Cat vitamins are recommended for cats with vitamin deficiencies, but can be equally beneficial for healthy cats. Cat food often lacks the necessary vitamins and minerals; even if the label displays the healthiest ingredients, these are processed and during this process, essential vitamins and minerals are lost.
The water-soluble vitamins are easily assimilated or eliminated through urine without harming the cat (however, too many particular vitamins may have become an issue with certain medical conditions or treatments). The B vitamins are water-soluble and your cat needs niacin, riboflavin or thiamine (vitamin B1). The B vitamins help to maintain a strong immune system. A deficiency in B vitamins may lead to vulnerability to illnesses, slow wound healing, general weakness or slow reflex function.
Vitamin C helps in the synthesis of collagen, which is an essential tissue in a cat's body. Other recommended water-soluble vitamins are folic acid, biotin or choline.
2. Fat-Soluble Vitamins
Vitamins A, D, E and K are fat-soluble vitamins. These vitamins are deposited in the fat tissues of the cat. If taken in excess, the fat-soluble vitamins may poison your pet. Always talk to your vet before giving your pet fat-soluble vitamins.
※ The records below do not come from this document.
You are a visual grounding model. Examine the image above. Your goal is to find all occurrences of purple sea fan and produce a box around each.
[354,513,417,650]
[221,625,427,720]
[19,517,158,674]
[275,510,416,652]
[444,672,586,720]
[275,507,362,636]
However, vitamin A is always recommended as a supplement, because the cat's body cannot process the beta-carotene into vitamin A. A lack of vitamin A can cause skin and coat problems or night blindness.
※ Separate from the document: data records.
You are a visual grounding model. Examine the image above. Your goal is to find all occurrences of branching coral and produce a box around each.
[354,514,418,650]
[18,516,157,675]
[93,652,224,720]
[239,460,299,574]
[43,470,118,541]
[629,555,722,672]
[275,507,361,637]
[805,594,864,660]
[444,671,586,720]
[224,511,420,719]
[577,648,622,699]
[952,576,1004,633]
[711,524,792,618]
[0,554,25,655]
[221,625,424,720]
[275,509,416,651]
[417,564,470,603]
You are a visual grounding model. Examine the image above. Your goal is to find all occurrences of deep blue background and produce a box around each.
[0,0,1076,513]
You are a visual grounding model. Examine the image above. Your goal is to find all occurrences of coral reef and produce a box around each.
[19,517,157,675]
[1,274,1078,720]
Even if cats do not need minerals in a large quantity, iron deficiency can make your cat very weak. Illnesses or parasites can cause anemia in cats, so iron supplements are prescribed.
Calcium is a substance that is highly recommended for pregnant and lactating cats. Calcium helps producing the kitten milk. However, a diet rich in calcium is good for your cat's overall health. Calcium is present in milk, eggs or bones, but may be administered through vitamin supplements.
Magnesium keeps the cat well-balanced and immune to certain diseases. Magnesium also facilitates the absorption of calcium. If you give your pet calcium supplements, make sure to include some magnesium too. Be cautious, as too much magnesium and calcium may cause vitamin deficiency and urinary tract infections in tom cats.
6. Potassium, Sodium and Chloride
Potassium, sodium and chloride: these are minerals that prevent dehydration in cats. An ill cat that has vomited needs to hydrate. Supplements of potassium, sodium and chloride are recommended.
The vitamins and minerals may be administrated through pills or capsules. If your cat doesn't want to swallow the pills, you can dissolve these in water or hide pills in the pet food. Liquid supplements are also available and it is easier to trick your cat into taking these.